テーマの概要
災害廃棄物の迅速処理に向け、自治体間広域連携と平時の体制整備を推進する議論です。
災害廃棄物処理体制の強化と自治体間広域連携協定の推進は、大規模自然災害の発生時に迅速かつ適切に災害廃棄物を処理するための体制整備を巡る議論です。近年、台風や地震などの自然災害が頻発する中、被災自治体単独では廃棄物処理能力が不足するケースが増えており、近隣自治体との広域連携協定の締結や、事前の仮置場確保などの準備が重要な課題となっています。国会審議では、環境省がリーダーシップを発揮してガイドラインを策定し、自治体間のマッチング支援を推進することが求められています。また、災害廃棄物処理計画の策定率を100%に引き上げることや、地方環境局の機能強化・予算・人員充実など、平時からの体制強化の必要性も指摘されています。

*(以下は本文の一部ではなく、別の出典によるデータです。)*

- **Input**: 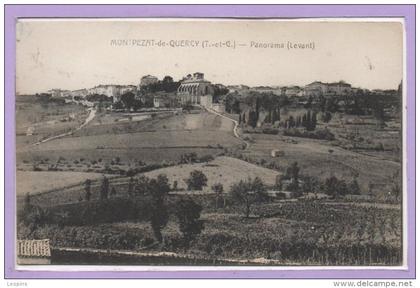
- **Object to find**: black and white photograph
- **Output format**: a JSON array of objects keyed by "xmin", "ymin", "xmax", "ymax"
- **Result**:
[{"xmin": 15, "ymin": 18, "xmax": 407, "ymax": 268}]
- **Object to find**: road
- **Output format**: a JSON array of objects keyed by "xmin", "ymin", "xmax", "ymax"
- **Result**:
[
  {"xmin": 33, "ymin": 108, "xmax": 96, "ymax": 145},
  {"xmin": 203, "ymin": 106, "xmax": 249, "ymax": 149}
]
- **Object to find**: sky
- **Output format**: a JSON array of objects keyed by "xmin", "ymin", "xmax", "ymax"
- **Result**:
[{"xmin": 16, "ymin": 19, "xmax": 403, "ymax": 94}]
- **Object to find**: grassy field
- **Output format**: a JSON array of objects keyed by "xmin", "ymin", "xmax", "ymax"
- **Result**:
[
  {"xmin": 18, "ymin": 196, "xmax": 401, "ymax": 265},
  {"xmin": 17, "ymin": 112, "xmax": 241, "ymax": 171},
  {"xmin": 23, "ymin": 157, "xmax": 278, "ymax": 207},
  {"xmin": 145, "ymin": 157, "xmax": 279, "ymax": 192},
  {"xmin": 243, "ymin": 134, "xmax": 401, "ymax": 194},
  {"xmin": 16, "ymin": 171, "xmax": 112, "ymax": 196},
  {"xmin": 16, "ymin": 96, "xmax": 88, "ymax": 149}
]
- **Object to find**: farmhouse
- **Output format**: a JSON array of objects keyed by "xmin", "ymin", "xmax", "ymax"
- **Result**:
[
  {"xmin": 304, "ymin": 81, "xmax": 353, "ymax": 96},
  {"xmin": 177, "ymin": 72, "xmax": 214, "ymax": 105},
  {"xmin": 139, "ymin": 75, "xmax": 159, "ymax": 88},
  {"xmin": 16, "ymin": 239, "xmax": 51, "ymax": 265}
]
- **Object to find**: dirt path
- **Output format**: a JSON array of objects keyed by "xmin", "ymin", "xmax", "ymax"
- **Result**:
[
  {"xmin": 53, "ymin": 247, "xmax": 282, "ymax": 265},
  {"xmin": 204, "ymin": 107, "xmax": 249, "ymax": 149},
  {"xmin": 33, "ymin": 108, "xmax": 96, "ymax": 145}
]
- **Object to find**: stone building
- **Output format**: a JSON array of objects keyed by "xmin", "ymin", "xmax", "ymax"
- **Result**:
[
  {"xmin": 177, "ymin": 72, "xmax": 214, "ymax": 105},
  {"xmin": 304, "ymin": 81, "xmax": 352, "ymax": 97},
  {"xmin": 16, "ymin": 239, "xmax": 51, "ymax": 265},
  {"xmin": 139, "ymin": 75, "xmax": 159, "ymax": 88}
]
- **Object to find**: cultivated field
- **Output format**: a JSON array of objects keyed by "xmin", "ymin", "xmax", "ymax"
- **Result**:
[
  {"xmin": 16, "ymin": 96, "xmax": 88, "ymax": 149},
  {"xmin": 145, "ymin": 156, "xmax": 279, "ymax": 193},
  {"xmin": 16, "ymin": 171, "xmax": 109, "ymax": 197},
  {"xmin": 17, "ymin": 112, "xmax": 241, "ymax": 171},
  {"xmin": 242, "ymin": 134, "xmax": 401, "ymax": 194}
]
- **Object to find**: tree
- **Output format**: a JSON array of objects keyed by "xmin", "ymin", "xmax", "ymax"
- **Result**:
[
  {"xmin": 211, "ymin": 183, "xmax": 225, "ymax": 208},
  {"xmin": 185, "ymin": 170, "xmax": 207, "ymax": 190},
  {"xmin": 302, "ymin": 176, "xmax": 319, "ymax": 195},
  {"xmin": 111, "ymin": 187, "xmax": 117, "ymax": 197},
  {"xmin": 286, "ymin": 162, "xmax": 300, "ymax": 182},
  {"xmin": 135, "ymin": 175, "xmax": 150, "ymax": 195},
  {"xmin": 100, "ymin": 175, "xmax": 109, "ymax": 201},
  {"xmin": 121, "ymin": 92, "xmax": 135, "ymax": 109},
  {"xmin": 127, "ymin": 176, "xmax": 134, "ymax": 198},
  {"xmin": 348, "ymin": 178, "xmax": 360, "ymax": 195},
  {"xmin": 230, "ymin": 177, "xmax": 268, "ymax": 218},
  {"xmin": 85, "ymin": 179, "xmax": 92, "ymax": 201},
  {"xmin": 175, "ymin": 198, "xmax": 204, "ymax": 247},
  {"xmin": 324, "ymin": 176, "xmax": 348, "ymax": 198},
  {"xmin": 391, "ymin": 170, "xmax": 402, "ymax": 201},
  {"xmin": 148, "ymin": 174, "xmax": 171, "ymax": 242}
]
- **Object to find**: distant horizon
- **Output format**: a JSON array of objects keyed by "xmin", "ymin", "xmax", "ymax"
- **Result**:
[
  {"xmin": 16, "ymin": 74, "xmax": 404, "ymax": 96},
  {"xmin": 16, "ymin": 19, "xmax": 403, "ymax": 94}
]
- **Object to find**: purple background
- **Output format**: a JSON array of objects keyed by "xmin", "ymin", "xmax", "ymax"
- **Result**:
[{"xmin": 4, "ymin": 5, "xmax": 416, "ymax": 279}]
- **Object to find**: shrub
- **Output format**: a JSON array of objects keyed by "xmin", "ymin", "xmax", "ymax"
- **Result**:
[
  {"xmin": 185, "ymin": 170, "xmax": 207, "ymax": 190},
  {"xmin": 175, "ymin": 198, "xmax": 204, "ymax": 246}
]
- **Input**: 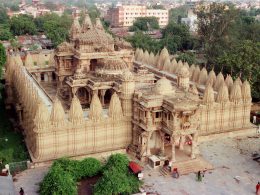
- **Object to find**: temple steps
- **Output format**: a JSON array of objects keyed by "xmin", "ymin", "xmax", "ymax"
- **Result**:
[
  {"xmin": 172, "ymin": 157, "xmax": 213, "ymax": 175},
  {"xmin": 160, "ymin": 167, "xmax": 171, "ymax": 177}
]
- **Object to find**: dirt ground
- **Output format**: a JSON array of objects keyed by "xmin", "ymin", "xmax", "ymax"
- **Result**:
[
  {"xmin": 14, "ymin": 137, "xmax": 260, "ymax": 195},
  {"xmin": 144, "ymin": 137, "xmax": 260, "ymax": 195}
]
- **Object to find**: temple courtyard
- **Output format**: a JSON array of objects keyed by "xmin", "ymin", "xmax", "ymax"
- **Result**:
[{"xmin": 15, "ymin": 136, "xmax": 260, "ymax": 195}]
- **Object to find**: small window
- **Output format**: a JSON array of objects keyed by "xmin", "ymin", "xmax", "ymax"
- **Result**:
[
  {"xmin": 155, "ymin": 112, "xmax": 161, "ymax": 118},
  {"xmin": 41, "ymin": 73, "xmax": 44, "ymax": 81}
]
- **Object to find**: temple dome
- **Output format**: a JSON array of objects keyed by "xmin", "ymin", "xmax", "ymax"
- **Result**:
[
  {"xmin": 154, "ymin": 77, "xmax": 174, "ymax": 95},
  {"xmin": 177, "ymin": 66, "xmax": 190, "ymax": 77},
  {"xmin": 203, "ymin": 85, "xmax": 215, "ymax": 104},
  {"xmin": 216, "ymin": 82, "xmax": 229, "ymax": 103}
]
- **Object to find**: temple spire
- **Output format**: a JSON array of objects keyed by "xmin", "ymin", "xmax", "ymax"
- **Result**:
[{"xmin": 89, "ymin": 94, "xmax": 103, "ymax": 121}]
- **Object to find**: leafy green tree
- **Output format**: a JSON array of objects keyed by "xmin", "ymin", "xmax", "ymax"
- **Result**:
[
  {"xmin": 94, "ymin": 154, "xmax": 141, "ymax": 195},
  {"xmin": 129, "ymin": 17, "xmax": 159, "ymax": 31},
  {"xmin": 10, "ymin": 15, "xmax": 37, "ymax": 35},
  {"xmin": 35, "ymin": 13, "xmax": 72, "ymax": 46},
  {"xmin": 169, "ymin": 6, "xmax": 188, "ymax": 23},
  {"xmin": 0, "ymin": 25, "xmax": 13, "ymax": 41},
  {"xmin": 217, "ymin": 40, "xmax": 260, "ymax": 100},
  {"xmin": 0, "ymin": 7, "xmax": 9, "ymax": 24}
]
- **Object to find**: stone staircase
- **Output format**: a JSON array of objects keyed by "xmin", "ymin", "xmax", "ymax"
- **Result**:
[
  {"xmin": 160, "ymin": 167, "xmax": 171, "ymax": 177},
  {"xmin": 172, "ymin": 157, "xmax": 213, "ymax": 175}
]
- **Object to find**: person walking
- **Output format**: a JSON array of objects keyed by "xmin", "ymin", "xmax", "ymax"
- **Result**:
[
  {"xmin": 255, "ymin": 182, "xmax": 260, "ymax": 195},
  {"xmin": 19, "ymin": 188, "xmax": 24, "ymax": 195},
  {"xmin": 197, "ymin": 171, "xmax": 202, "ymax": 181}
]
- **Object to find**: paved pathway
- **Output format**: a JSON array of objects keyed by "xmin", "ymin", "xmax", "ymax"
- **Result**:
[
  {"xmin": 14, "ymin": 167, "xmax": 48, "ymax": 195},
  {"xmin": 144, "ymin": 138, "xmax": 260, "ymax": 195}
]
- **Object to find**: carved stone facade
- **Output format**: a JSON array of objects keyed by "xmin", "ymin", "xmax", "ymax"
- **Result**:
[{"xmin": 3, "ymin": 21, "xmax": 251, "ymax": 162}]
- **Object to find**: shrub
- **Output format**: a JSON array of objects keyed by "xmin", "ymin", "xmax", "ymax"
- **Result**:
[
  {"xmin": 80, "ymin": 158, "xmax": 102, "ymax": 177},
  {"xmin": 94, "ymin": 167, "xmax": 141, "ymax": 195},
  {"xmin": 40, "ymin": 164, "xmax": 77, "ymax": 195},
  {"xmin": 52, "ymin": 158, "xmax": 82, "ymax": 181}
]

関西広域連合のような先進事例を全国に展開することや、環境版DMATのような専門的支援組織の仕組みの検討も提案されており、発災後の対応だけでなく、あらかじめ体制を整えておくことの重要性が強調されています。全体として、議員・政府双方から体制強化に向けた積極的な取組を求める声が多く、方向性については概ね一致しています。